Brazil Politics - Intro

Brazil has been led by democratic governments since the 1980s. Residents of the country vote for one of a number of different parties.

All Brazilian residents who can read and write and who are between the ages of 18 and 69 must vote. Anyone who is 16, 17, or over age 69, or is illiterate, can choose to vote.

The government of Brazil is divided into three branches.

Executive Branch

The president is elected via ballot votes and he or she holds executive power. The president’s term is four years.

Legislative Branch

The National Congress holds legislative power. It includes these institutions:

  • The Federal Senate: 81 members, elected by a system of proportional representation, in position for four years.
  • Chamber of Deputies: 513 members, elected by a direct ballot for eight years. They have districts assigned in proportion to the population.

Each state in Brazil is assigned a governor and an elected legislature.

Judicial Branch

The Supreme Federal Tribunal has the highest judicial power.

Each judge is elected by the tribunal members and their term is for life.

The judicial system is responsible for appealing and supporting any decisions made by the government that affect the rights of Brazil’s residents. This gives the judicial system a huge amount of power within the legal system of Brazil.

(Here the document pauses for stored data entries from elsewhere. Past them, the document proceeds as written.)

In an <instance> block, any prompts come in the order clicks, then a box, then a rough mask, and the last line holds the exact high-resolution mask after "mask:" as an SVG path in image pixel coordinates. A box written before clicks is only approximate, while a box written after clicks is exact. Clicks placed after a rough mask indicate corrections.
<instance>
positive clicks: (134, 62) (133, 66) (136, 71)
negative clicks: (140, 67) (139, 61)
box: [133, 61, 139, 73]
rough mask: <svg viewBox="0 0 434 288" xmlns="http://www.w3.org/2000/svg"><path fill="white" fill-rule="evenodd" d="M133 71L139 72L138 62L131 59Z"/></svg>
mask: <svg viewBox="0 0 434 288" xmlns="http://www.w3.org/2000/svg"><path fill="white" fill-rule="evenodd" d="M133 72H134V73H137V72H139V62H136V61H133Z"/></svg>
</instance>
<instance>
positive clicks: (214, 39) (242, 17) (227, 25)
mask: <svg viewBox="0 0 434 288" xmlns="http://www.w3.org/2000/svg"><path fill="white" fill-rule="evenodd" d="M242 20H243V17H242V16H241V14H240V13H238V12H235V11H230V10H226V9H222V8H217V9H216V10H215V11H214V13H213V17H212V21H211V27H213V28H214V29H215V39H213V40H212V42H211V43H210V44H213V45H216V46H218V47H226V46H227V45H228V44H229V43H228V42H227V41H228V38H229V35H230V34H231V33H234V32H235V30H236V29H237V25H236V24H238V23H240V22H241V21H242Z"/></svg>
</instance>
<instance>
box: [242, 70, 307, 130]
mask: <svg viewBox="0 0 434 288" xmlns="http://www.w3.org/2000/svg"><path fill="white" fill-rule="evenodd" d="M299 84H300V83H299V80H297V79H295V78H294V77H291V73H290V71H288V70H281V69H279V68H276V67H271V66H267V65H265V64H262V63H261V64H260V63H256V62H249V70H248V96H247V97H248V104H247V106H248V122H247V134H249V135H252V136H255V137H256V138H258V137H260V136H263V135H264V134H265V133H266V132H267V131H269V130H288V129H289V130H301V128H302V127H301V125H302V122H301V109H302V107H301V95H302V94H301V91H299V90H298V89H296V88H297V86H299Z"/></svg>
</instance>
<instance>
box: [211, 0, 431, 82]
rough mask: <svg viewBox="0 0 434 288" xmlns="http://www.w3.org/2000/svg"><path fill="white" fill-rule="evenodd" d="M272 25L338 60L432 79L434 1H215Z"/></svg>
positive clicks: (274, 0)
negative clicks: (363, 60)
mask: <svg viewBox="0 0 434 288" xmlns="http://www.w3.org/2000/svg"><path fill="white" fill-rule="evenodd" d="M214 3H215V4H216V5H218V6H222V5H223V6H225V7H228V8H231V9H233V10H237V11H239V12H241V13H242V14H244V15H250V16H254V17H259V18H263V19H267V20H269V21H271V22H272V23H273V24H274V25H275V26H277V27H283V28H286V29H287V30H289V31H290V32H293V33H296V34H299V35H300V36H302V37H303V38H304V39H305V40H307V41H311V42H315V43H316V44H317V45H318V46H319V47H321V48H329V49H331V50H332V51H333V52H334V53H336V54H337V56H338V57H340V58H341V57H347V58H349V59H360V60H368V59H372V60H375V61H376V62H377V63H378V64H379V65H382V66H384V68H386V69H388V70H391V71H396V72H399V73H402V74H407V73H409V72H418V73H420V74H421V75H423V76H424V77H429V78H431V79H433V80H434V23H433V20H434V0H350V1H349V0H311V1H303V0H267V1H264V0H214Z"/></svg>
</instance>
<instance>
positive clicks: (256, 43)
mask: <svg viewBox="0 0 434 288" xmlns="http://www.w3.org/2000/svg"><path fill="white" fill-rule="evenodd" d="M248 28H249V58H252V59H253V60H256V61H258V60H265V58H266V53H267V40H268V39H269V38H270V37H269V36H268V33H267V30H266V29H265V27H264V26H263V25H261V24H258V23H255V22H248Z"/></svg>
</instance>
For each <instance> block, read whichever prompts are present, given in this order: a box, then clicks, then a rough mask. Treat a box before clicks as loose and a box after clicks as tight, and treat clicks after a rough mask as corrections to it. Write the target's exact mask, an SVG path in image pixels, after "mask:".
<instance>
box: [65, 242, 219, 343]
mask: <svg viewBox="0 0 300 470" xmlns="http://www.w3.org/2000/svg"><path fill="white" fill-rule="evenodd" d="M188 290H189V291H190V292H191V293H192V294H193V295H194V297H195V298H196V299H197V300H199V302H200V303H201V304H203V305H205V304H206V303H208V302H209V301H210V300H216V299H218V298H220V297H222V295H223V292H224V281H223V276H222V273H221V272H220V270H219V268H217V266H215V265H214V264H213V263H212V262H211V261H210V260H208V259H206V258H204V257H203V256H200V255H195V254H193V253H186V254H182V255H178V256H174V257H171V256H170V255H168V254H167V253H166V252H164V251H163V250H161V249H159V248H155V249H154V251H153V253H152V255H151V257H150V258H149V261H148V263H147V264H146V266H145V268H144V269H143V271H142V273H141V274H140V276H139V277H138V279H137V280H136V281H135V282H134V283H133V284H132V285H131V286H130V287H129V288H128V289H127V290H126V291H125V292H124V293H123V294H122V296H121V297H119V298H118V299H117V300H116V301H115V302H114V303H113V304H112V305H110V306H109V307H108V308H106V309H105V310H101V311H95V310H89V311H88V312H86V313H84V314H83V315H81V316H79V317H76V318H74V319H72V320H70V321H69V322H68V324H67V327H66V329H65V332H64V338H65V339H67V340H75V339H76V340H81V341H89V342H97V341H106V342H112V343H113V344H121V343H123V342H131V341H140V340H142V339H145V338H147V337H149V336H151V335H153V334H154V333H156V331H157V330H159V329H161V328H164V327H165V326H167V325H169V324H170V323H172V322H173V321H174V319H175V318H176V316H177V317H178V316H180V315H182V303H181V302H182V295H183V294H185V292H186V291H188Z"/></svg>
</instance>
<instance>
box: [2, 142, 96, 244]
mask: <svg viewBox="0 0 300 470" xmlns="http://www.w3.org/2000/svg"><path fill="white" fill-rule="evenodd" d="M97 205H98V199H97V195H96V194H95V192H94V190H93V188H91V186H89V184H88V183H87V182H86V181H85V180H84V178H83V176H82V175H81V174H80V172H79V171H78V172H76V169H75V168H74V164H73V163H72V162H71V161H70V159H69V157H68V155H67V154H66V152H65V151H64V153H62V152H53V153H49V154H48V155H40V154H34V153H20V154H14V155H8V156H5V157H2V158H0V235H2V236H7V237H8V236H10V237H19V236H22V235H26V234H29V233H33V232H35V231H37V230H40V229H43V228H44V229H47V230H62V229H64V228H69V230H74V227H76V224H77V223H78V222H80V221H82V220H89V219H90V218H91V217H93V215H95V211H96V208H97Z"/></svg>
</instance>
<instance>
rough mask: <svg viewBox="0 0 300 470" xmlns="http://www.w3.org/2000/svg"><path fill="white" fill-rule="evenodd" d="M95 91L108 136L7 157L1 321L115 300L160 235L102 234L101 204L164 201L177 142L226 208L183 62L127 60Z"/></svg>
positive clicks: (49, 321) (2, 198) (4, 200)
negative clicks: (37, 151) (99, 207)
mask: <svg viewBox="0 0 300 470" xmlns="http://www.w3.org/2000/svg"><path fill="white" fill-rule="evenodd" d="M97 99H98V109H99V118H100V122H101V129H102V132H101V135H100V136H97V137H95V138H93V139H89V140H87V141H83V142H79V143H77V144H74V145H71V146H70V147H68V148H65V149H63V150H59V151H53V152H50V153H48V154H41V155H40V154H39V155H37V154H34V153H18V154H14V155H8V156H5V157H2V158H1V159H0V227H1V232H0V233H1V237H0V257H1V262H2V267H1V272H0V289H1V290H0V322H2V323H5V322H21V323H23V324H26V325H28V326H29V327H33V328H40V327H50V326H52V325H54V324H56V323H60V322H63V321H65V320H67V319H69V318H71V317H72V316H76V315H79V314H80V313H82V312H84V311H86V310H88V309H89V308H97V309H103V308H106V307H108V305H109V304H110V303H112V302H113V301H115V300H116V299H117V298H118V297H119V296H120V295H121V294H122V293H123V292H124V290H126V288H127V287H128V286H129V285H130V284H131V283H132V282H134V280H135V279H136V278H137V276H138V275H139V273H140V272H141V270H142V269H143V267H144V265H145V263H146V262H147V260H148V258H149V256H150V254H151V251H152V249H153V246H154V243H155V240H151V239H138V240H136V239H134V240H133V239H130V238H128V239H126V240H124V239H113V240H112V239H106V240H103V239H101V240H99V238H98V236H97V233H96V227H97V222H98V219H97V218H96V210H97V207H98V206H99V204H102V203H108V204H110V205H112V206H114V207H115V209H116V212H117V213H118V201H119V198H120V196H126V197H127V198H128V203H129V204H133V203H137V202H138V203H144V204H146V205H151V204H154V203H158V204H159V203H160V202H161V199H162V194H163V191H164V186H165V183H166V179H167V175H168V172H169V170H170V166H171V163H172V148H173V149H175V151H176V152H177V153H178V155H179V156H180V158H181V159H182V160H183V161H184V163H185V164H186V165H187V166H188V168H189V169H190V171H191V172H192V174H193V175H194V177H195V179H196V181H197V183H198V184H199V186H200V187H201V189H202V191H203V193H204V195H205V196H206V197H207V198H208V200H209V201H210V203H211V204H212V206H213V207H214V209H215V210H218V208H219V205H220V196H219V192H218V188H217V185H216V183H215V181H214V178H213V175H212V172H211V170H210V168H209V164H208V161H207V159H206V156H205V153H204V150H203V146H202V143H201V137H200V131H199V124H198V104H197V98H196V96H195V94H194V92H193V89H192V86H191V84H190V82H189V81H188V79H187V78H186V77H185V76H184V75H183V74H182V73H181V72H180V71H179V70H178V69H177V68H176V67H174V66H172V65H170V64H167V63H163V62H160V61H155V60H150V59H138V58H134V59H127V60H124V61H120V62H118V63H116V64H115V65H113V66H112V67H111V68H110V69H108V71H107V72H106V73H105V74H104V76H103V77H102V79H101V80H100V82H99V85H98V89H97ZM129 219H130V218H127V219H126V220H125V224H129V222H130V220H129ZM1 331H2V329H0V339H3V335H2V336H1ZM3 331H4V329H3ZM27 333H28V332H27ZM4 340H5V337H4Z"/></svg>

The Liberal Front Party (PFL) represents Brazil’s conservative side, and the Communist Party of Brazil (PC) is opposed to the present-day government.

The government controls many sectors of the economy, including power generation and telecommunications. Privatization helps to overcome such monopolies.

More than 60% of the government’s revenue comes from tax payments, including personal taxes and government taxes on corporation income, financial operations, fuel, and land.